Dogman turned his head and spat his disgust out into the mud. “Nor his witch, nor his Feared, nor neither one of his swollen up sons, I’ll be bound.”

“I imagine they’ll be riding for Carleon as swiftly as possible.”

“More’n likely.”

“I imagine he’ll try to raise new forces, to find new allies, to prepare for a siege.”

“I shouldn’t wonder.”

“We should follow him as soon as the prisoners are secure.”

Dogman felt a sudden wave of hopelessness, enough almost to knock him over. “By the dead. Bethod got away.” He laughed, and felt tears prickling his eyes the next moment. “Will there ever be an end to it?”

Grim finished wrapping the bandage and tied it up tight. “You’re done.”

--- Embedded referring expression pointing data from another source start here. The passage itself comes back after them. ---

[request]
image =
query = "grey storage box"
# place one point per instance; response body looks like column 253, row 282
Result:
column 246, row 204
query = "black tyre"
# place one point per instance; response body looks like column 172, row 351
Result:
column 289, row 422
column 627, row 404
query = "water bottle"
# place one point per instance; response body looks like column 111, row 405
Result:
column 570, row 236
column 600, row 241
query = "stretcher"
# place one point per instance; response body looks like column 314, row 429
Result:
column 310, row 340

Dogman stared back at him. “Done? I’m starting to think I won’t ever be done.” He held his hand out. “Help me up, eh, Furious? I got a friend to bury.”

The sun was getting low when they put Tul in the ground, just peering over the tops of the mountains and touching the edges of the clouds with gold. Good weather, to bury a good man. They stood round the grave, all packed in tight. There were plenty of others being buried, the sad words for them wept and whispered all around, but Tul had been well-loved, no man more, so there was quite the crowd. Even so, all round Logen there was a gap. An empty space a man wide. That space he used to have around him in the old days, where no one would dare to stand. Logen hardly blamed them. He’d have run away himself, if he could.

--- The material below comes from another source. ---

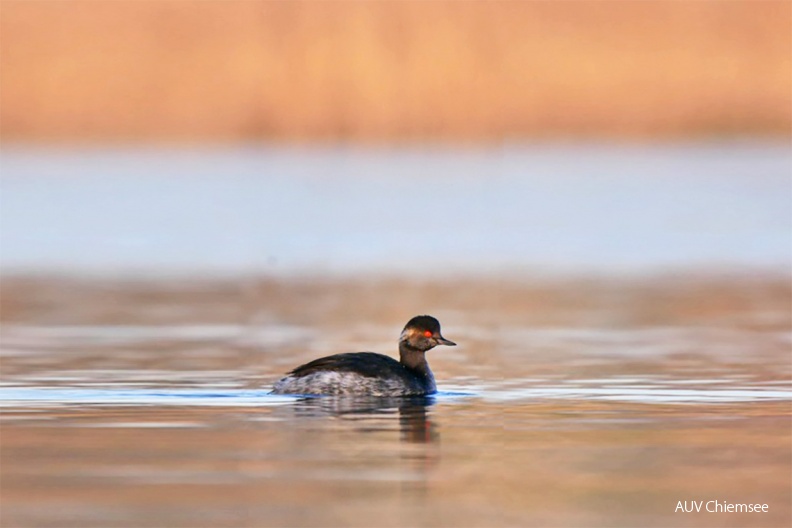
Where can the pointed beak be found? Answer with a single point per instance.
(443, 341)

“Who wants to speak?” asked the Dogman, looking at them, one by one. Logen stared down at his feet, not even able to meet his eye, let alone say a word. He wasn’t sure what had happened, in the battle, but he could guess. He could guess well enough, from the bits he did remember. He glanced around, licking at his split lips, but if anyone else guessed, they kept it to themselves.

“No one going to say a word?” asked Dogman again, his voice cracking.

“Guess it best be fucking me, then, eh?” And Black Dow stepped forward. He took a long look round at the gathering. Took a long look at Logen in particular, it seemed to him, but that was most likely just his own worries playing tricks.

“Tul Duru Thunderhead,” said Dow. “Back to the mud. The dead know, we didn’t always see things the same way, me and him. Didn’t often agree on nothing, but maybe that was my fault, as I’m a contrary bastard at the best o’ times. I regret it now, I reckon. Now it’s too late.” He took a ragged breath.

“Tul Duru. Every man in the North knew his name, and every man said it with respect, even his enemies. He was the sort o’ man… that gave you hope, I reckon. That gave you hope. You want strength, do you? You want courage? You want things done right and proper, the old way?” He nodded down at the new-turned earth. “There you go. Tul Duru Thunderhead. Look no fucking further. I’m less, now that he’s gone, and so are all o’ you.” And Dow turned and stalked off away from the grave and into the dusk, his head down.

“We’re all less,” muttered Dogman, staring down at the earth with the glimmer of a tear in his eye. “Good words.” They all looked broken up, every one of them stood around the grave. West, and his man Pike, and Shivers, and even Grim. All broken up.

Logen wanted to feel as they did. He wanted to weep. For the death of a good man. For the fact that he might’ve been the one to cause it. But the tears wouldn’t come. He frowned down at the fresh-turned earth, as the sun sank behind the mountains, and the fortress in the High Places grew dark, and he felt less than nothing.

If you want to be a new man you have to stay in new places, and do new things, with people who never knew you before. If you go back to the same old ways, what else can you be but the same old person? You have to be realistic. He’d played at being a different man, but it had all been lies. The hardest kind to see through. The kind you tell yourself. He was the Bloody-Nine. That was the fact, and however he twisted, and squirmed, and wished to be someone else, there was no escaping it. Logen wanted to care.

But the Bloody-Nine cares for nothing.

Rude Awakenings

Jezal was smiling when he began to wake. They were done with this madcap mission, and soon he would be back in Adua. Back in Ardee’s arms. Warm and safe. He snuggled down into his blankets at the thought. Then he frowned. There was a knocking sound coming from somewhere. He opened his eyes a crack. Someone hissed at him from across the room, and he turned his head.